Bloody joke Maxis/EA
Yup. There is really no need for a D* algorithm (and what the fuck would D*-lite be, anyway?), since the terrain most certainly is never unknown. These kind of design flaws might be the result of someone highly trained in algorithms, but with a poor sense of creative and critical thinking. D*-implementation is no minor feat, but when you realise that it's not an unknown terrain, the whole thing falls flat.
The number of nodes and paths in this game is not that complex, anyway. Preprocessing a handful of clusters, some thousand buildings and at worst some thousand paths is a way easier job than each created "agent" having to do its own run.

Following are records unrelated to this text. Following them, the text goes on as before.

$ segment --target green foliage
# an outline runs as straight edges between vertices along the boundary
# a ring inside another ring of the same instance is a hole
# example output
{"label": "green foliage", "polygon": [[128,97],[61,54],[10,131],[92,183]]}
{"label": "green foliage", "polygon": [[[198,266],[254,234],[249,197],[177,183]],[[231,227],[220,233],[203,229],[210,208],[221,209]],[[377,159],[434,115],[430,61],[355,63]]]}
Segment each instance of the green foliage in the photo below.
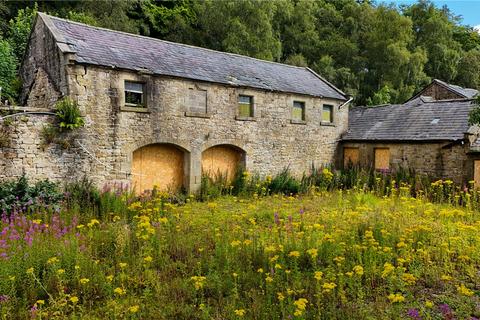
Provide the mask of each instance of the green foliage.
{"label": "green foliage", "polygon": [[8,27],[8,42],[13,48],[17,61],[23,60],[25,49],[28,43],[28,37],[32,30],[33,21],[37,15],[38,6],[27,7],[18,10],[17,16],[10,20]]}
{"label": "green foliage", "polygon": [[480,126],[480,95],[477,97],[476,106],[468,114],[468,124]]}
{"label": "green foliage", "polygon": [[73,130],[83,127],[85,124],[77,103],[69,97],[56,103],[55,113],[60,120],[61,129]]}
{"label": "green foliage", "polygon": [[[58,185],[49,180],[30,185],[27,178],[22,176],[0,184],[0,213],[27,213],[38,207],[58,206],[62,199],[63,193]],[[25,211],[27,209],[28,211]]]}
{"label": "green foliage", "polygon": [[367,99],[367,105],[369,106],[376,106],[380,104],[388,104],[390,103],[392,97],[390,96],[390,88],[388,86],[384,86],[379,91],[375,92],[372,98]]}
{"label": "green foliage", "polygon": [[[480,36],[427,0],[400,9],[356,0],[42,1],[39,8],[100,27],[309,66],[356,104],[402,103],[432,78],[480,88]],[[3,30],[15,68],[36,10],[31,2],[0,1],[0,36]],[[11,79],[10,69],[4,74]]]}
{"label": "green foliage", "polygon": [[0,37],[0,87],[1,102],[13,99],[15,93],[17,59],[9,42]]}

It's as if all computers don't have twice the RAM they need, and we don't know what a pagefile is.
Ah I am finally seeing this from your perspective I think. You are saying that you just need to create a pathing table from structure A to all other structures (or a subset of structures, and so on), and then a sim in structure A just needs to decide what other structure he wants to go to and then just lookup the path in the table? I hadn't thought about it from that angle.
I finally caved and got a refund from Amazon. It just kept piling up until it was too much and I couldn't take it anymore. Does anyone know if Amazon eats the money on that refund or do they somehow not pay EA for that copy?